Throm sprach von "hunderttausenden Syrern", die in Deutschland Bürgergeld bezögen. Dies sei "ohne hinreichenden Schutzgrund dem Steuerzahler nicht zumutbar". Syrien brauche "außerdem Menschen, die sich am Wiederaufbau des Landes beteiligen". Zugleich sprach sich der innenpolitische Sprecher der Unionsfraktion im Bundestag dafür aus, dass "bestens integrierte" Syrer ein dauerhaftes Bleiberecht in Deutschland erhalten. Entscheidend sei, dass sich "die Person oder die Familie selbst versorgen kann".
Die Debatte um eine mögliche Rückkehr von Syrern in ihr Heimatland müsse "sachlich und faktenbasiert" geführt werden, fordern hingegen die Hilfsorganisationen Brot für die Welt und Diakonie Deutschland. "Wir hoffen gemeinsam mit allen Syrerinnen und Syrern, dass ihr Heimatland in Zukunft wieder ein sicherer Ort sein wird", erklärte die Präsidentin von Brot für die Welt, Dagmar Pruin. "Diese Vision hat aber leider wenig mit der aktuellen Realität zu tun."
"Bewaffnete Milizen stellen in ganz Syrien eine ernsthafte Bedrohung für die Menschen dar", führte Pruin aus. "Die humanitäre und wirtschaftliche Lage im Land ist katastrophal." Die Grundvoraussetzung für Rückkehrer, sich dort ein neues Leben aufzubauen, seien nicht gegeben. "Wer Syrien für sicher erklärt, um Abschiebungen zu rechtfertigen, ignoriert die Verhältnisse vor Ort."

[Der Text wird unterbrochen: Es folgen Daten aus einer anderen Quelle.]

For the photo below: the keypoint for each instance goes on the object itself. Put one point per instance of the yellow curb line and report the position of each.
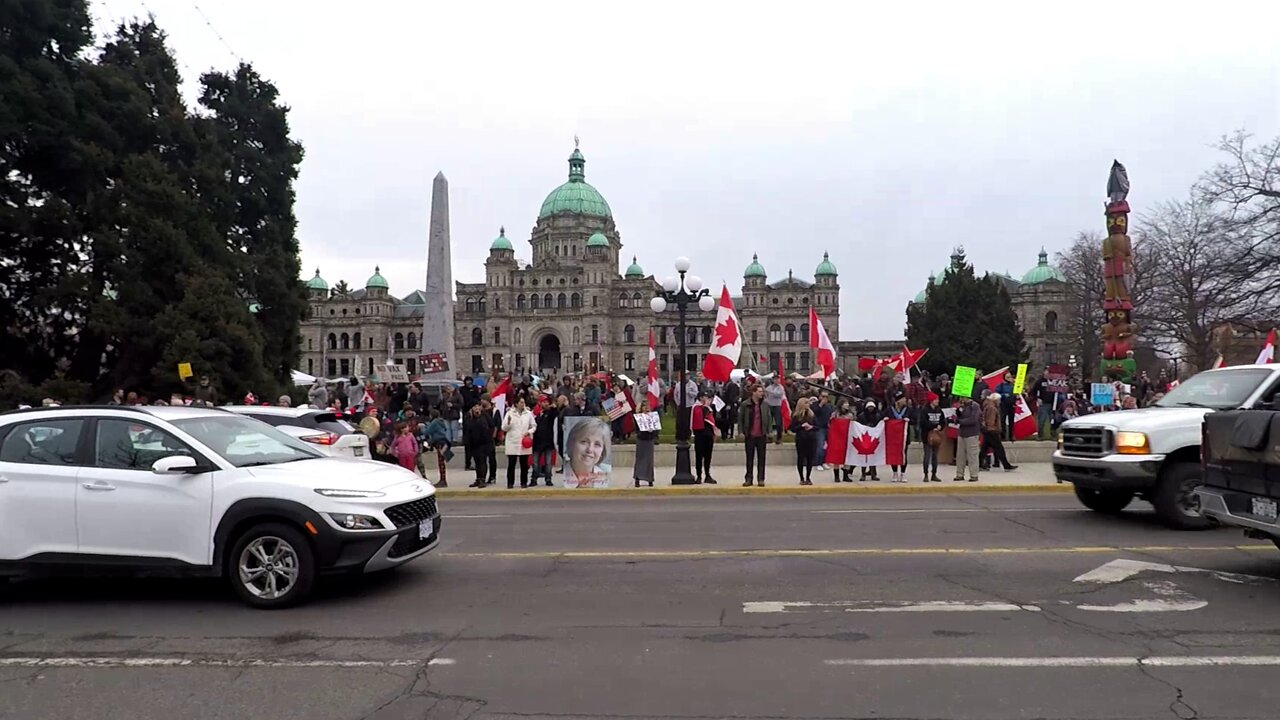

Die stellvertretende Vorsitzende der SPD-Bundestagsfraktion, Sonja Eichwede, forderte unter Berufung auf den Koalitionsvertrag ebenfalls, Straftäter und Gefährder grundsätzlich nach Syrien zurückzuführen. Allerdings sei die Lage vor Ort nach wie vor "vom gewaltigen Ausmaß der Zerstörung nach einem mehr als ein Jahrzehnt andauernden Krieg geprägt". Rückführungen seien vor diesem Hintergrund "immer davon abhängig, ob im Einzelfall eine Rückkehr ins Herkunftsland gefahrlos möglich ist".
Eichwede erklärte zudem, eine "sehr große Zahl von aus Syrien stammenden Menschen" sei "hervorragend integriert". Sie fügte an: "Sie leisten einen wertvollen Beitrag zum Funktionieren unseres Gemeinwesens. Viele haben inzwischen die deutsche Staatsangehörigkeit und sind hier heimisch geworden."
"Die Menschen, die sich eine Rückkehr vorstellen können, sollten die Möglichkeit zu Erkundungsreisen bekommen, ohne dass sie dadurch ihren Schutzstatus in Deutschland verlieren", schlug Diakonie-Präsident Rüdiger Schuch vor. "Eine sichere und gelingende Rückkehr sollte in unser aller Interesse sein."
"Statt populistischer Abschiebedebatten braucht es jetzt flexiblere Reglungen im Aufenthaltsrecht", forderte auch die Grünen-Abgeordnete Luise Amtsberg. "Durch die Aufnahme von etwa einer Million syrischer Geflüchteter während der Kriegsjahre seit 2011 verbinden Deutschland und Syrien heute besondere Beziehungen. Aus diesen ergeben sich Chancen und Verantwortung."
Am Montag jährt sich der Sturz des syrischen Langzeit-Machthaber Baschar al-Assad. Am 8. Dezember 2024 hatten die islamistische HTS-Miliz und mit ihr verbündete Gruppen die Hauptstadt Damaskus erobert. Assad floh nach Russland. Übergangspräsident wurde der HTS-Anführer Mohammed al-Scharaa.